The Cambridge History of English and American Literature in 18 Volumes (1907–21).
VOLUME XV. Colonial and Revolutionary Literature; Early National Literature, Part I.
§ 7. The Virginia Gazette
Early theatrical notices may also be followed in The Virginia Gazette, a paper of unusual excellence, edited by William Parks in Williamsburg, the old capital of Virginia. Here The Busy-Body, The Recruiting Officer, and The Beaux-Stratagem were all performed, often by amateurs, though professionals were known as early as 1716 in Williamsburg. Life in Williamsburg in 1736 had a more cosmopolitan quality than in other towns. A sprightly essay-serial called The Monitor, which fills the first page of The Virginia Gazette for twenty-two numbers, probably reflects not only the social life of the capital, but also the newer fashion in such periodical work. It is dramatic in method, with vividly realized characters who gossip and chat over games of piquet or at the theatre. The Beaux-Stratagem, which had been played in Williamsburg three weeks before, is mentioned as delightful enough to make one of the ladies commit the indiscretion of giggling. The Monitor represents a kind of light social satire unusual in the colonies.

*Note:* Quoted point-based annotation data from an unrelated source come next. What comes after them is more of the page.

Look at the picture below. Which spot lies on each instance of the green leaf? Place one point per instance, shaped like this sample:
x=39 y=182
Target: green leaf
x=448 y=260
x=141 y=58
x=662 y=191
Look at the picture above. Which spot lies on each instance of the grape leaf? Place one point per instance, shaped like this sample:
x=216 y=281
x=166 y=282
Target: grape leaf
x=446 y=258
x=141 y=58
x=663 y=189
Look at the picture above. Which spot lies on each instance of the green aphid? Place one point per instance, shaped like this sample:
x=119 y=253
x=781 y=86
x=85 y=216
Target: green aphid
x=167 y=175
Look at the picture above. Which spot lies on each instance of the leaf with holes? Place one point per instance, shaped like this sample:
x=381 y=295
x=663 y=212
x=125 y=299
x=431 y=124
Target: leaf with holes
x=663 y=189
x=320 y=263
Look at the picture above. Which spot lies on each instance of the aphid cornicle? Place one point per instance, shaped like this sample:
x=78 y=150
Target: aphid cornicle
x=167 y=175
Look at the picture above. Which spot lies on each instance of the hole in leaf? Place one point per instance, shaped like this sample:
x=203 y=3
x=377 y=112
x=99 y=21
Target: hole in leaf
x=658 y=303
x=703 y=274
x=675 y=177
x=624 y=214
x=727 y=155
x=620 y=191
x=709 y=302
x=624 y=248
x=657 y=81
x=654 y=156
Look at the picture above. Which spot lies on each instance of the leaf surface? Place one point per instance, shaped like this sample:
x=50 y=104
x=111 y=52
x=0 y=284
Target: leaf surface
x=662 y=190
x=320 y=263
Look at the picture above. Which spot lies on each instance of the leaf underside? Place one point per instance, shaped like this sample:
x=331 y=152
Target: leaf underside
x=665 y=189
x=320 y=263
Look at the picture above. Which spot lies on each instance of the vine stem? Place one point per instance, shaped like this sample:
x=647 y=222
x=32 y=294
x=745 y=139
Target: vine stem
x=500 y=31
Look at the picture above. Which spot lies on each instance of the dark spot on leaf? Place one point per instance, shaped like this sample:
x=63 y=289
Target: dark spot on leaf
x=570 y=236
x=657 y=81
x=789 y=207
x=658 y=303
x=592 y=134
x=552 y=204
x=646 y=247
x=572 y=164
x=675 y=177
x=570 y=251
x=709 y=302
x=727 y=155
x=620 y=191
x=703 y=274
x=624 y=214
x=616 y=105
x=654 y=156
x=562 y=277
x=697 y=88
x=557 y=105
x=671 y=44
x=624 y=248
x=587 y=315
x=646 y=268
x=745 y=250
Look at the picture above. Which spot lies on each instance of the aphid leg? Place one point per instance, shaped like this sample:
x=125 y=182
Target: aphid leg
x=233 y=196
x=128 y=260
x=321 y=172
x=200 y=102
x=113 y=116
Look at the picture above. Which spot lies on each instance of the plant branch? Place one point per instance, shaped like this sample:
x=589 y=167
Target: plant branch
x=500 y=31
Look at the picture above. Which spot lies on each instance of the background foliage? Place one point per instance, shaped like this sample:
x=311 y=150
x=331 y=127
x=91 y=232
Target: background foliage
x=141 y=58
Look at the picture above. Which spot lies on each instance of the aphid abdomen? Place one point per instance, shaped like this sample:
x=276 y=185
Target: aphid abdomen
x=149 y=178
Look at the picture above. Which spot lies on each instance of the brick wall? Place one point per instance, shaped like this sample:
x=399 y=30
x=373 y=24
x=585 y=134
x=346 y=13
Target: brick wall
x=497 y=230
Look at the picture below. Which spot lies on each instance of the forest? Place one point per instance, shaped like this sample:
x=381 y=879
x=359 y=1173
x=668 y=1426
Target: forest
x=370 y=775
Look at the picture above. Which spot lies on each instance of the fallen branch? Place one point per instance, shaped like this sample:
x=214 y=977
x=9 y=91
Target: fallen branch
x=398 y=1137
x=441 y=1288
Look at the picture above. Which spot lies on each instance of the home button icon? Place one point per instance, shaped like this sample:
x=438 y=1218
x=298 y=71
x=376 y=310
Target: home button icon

Satire of a heavier sort when attempted by newspaper writers was never long sustained above mere invective, though it sometimes began with tolerable Hudibrastic or Popean couplets. The Dunciad and Hudibras were well known and often quoted in such bitter controversies as the famous Whitefield warfare in Charleston between 1740 and 1745. A Tale of a Tub and Gulliver’s Travels also furnished admirable epithets for one’s foes. Occasionally some journalist tried to moderate the heat of battle by recurring to the dignity of Addison. In political controversy, especially if he happened to be a liberal, he preferred Cato’s Letters, Locke, or Algernon Sidney, throughout the early period. Thus it was that the colonists from Boston to Savannah were constantly imbibing advanced British constitutional theories.